Men who do housework may get more sex
American men still don't pull their weight when it comes to housework and child care, but collectively they're not the slackers they used to be. The average dad has gradually been getting better about picking himself up off the sofa and pitching in, according to a new report in which a psychologist suggests the payoff for doing more chores could be more sex.
The report, released Thursday by the Council on Contemporary Families, summarizes several recent studies on family dynamics. One found that men's contribution to housework had doubled over the past four decades; another found they tripled the time spent on child care over that span.
"More couples are sharing family tasks than ever before, and the movement toward sharing has been especially significant for full-time dual-earner couples," the report says. "Men and women may not be fully equal yet, but the rules of the game have been profoundly and irreversibly changed."
Some couples have forged partnerships they consider fully equitable.
"We'll both talk about how we're so lucky to have someone who does more than their share," said Mary Melchoir, a fundraiser for the National Organization for Women, who — like her lawyer husband — works full-time while raising 6-year-old triplets.

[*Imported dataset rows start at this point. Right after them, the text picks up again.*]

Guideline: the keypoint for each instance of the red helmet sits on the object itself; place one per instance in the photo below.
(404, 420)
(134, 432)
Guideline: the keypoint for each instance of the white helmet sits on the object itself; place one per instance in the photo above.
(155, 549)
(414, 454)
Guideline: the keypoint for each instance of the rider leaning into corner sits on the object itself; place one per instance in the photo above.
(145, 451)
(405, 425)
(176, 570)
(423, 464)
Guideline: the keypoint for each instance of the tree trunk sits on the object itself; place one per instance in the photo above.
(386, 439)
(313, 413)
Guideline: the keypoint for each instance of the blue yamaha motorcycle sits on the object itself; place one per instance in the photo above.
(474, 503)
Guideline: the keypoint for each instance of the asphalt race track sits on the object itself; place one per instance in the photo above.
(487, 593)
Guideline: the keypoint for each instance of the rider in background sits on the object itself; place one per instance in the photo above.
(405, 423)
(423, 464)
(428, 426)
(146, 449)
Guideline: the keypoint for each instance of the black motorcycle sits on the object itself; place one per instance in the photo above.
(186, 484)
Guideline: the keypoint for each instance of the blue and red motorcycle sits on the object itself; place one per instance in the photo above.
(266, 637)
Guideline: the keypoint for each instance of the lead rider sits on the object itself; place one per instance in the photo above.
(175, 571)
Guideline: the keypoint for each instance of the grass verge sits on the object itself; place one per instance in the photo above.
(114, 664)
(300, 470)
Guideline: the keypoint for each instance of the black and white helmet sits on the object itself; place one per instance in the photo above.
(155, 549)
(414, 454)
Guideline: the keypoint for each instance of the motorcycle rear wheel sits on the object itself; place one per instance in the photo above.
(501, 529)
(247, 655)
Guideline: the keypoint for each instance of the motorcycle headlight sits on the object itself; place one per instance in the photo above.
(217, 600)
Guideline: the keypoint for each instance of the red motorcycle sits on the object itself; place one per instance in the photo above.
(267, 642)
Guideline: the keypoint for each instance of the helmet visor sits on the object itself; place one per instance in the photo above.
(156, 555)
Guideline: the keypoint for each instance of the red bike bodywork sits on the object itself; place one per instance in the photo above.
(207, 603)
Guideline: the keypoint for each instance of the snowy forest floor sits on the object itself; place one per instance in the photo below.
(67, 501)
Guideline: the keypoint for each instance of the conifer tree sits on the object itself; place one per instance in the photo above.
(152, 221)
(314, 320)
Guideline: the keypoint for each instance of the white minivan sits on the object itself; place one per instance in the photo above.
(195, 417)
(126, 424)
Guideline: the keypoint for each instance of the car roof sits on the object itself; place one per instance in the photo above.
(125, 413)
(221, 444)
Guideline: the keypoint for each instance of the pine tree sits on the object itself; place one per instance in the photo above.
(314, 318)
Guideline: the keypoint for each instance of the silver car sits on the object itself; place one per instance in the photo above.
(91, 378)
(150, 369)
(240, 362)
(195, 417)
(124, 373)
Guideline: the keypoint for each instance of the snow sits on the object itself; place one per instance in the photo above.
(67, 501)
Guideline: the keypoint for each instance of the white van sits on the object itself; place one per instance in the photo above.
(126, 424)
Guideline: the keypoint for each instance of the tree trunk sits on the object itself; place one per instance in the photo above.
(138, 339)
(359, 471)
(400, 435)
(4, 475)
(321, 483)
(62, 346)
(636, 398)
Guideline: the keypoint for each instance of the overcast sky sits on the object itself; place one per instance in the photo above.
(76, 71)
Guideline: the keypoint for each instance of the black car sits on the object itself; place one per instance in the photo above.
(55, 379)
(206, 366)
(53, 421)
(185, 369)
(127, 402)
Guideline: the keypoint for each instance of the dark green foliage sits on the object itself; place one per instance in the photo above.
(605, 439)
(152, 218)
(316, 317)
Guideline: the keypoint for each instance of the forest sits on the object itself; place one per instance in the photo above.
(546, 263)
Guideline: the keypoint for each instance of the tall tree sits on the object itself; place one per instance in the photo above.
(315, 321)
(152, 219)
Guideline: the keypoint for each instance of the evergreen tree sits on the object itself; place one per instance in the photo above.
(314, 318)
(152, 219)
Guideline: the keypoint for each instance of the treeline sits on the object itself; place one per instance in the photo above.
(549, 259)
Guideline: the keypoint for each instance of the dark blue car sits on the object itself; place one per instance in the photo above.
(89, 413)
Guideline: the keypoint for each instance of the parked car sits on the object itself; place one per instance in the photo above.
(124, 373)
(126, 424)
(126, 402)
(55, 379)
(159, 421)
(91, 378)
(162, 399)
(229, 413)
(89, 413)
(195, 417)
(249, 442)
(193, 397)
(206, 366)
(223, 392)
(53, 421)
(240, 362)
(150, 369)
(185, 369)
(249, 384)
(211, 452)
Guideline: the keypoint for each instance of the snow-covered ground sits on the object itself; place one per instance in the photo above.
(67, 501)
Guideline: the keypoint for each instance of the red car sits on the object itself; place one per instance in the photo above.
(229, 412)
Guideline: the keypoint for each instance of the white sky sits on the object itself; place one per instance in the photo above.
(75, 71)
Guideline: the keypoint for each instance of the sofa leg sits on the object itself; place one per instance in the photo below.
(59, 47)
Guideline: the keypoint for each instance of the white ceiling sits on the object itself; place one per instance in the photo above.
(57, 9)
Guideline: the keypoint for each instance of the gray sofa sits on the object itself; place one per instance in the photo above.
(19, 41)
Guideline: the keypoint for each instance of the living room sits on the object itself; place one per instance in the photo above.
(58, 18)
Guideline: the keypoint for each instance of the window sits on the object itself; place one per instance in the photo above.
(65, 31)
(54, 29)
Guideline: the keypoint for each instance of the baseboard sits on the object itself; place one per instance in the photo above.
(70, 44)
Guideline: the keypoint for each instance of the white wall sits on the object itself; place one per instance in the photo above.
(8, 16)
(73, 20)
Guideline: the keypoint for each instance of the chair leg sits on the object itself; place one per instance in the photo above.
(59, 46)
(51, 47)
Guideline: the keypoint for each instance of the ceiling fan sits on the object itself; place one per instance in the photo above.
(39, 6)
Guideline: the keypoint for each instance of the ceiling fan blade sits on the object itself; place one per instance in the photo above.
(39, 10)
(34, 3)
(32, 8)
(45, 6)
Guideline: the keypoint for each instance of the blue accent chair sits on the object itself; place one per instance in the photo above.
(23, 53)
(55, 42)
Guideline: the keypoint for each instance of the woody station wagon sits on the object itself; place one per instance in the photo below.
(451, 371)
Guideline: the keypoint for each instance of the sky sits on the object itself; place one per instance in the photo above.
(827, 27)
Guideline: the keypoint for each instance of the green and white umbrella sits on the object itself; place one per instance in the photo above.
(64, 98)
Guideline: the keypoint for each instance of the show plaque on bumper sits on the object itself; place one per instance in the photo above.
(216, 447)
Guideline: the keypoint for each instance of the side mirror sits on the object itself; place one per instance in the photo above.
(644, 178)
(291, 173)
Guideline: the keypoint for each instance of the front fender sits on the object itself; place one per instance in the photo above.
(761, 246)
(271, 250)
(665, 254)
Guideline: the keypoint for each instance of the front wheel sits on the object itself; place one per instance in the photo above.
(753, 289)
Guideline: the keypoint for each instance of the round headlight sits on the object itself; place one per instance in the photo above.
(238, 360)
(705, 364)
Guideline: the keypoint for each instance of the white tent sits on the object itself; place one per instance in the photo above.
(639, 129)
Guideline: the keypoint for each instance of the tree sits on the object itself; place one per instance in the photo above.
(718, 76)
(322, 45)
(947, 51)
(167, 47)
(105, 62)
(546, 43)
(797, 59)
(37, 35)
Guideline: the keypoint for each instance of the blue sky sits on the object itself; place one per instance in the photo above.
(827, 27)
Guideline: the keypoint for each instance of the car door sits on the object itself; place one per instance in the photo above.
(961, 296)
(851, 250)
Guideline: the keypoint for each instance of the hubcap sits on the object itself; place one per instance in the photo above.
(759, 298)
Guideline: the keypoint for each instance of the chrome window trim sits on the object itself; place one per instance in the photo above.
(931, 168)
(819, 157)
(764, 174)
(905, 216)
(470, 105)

"He's the one who makes breakfast and folds the laundry," said Melchoir, 47. "I'm the one who fixes things around the house."
Joshua Coleman, a psychologist from San Francisco and author of "The Lazy Husband: How to Get Men to Do More Parenting and Housework," said equitable sharing of housework can lead to a happier marriage and more frequent sex.
"If a guy does housework, it looks to the woman like he really cares about her — he's not treating her like a servant," said Coleman. "And if a woman feels stressed out because the house is a mess and the guy's sitting on the couch while she's vacuuming, that's not going to put her in the mood."
In the U.S., time-use diary studies show that since the '60s, men's contribution to housework doubled from about 15 percent to more than 30 percent of the total. Over the same period, the average working mother reduced her weekly housework load by two hours.
Between 1965 and 2003, men tripled the amount of time they spent on child care. During the same period, women also increased the time spent with their children, suggesting mutual interest in a more hands-on approach to child-raising.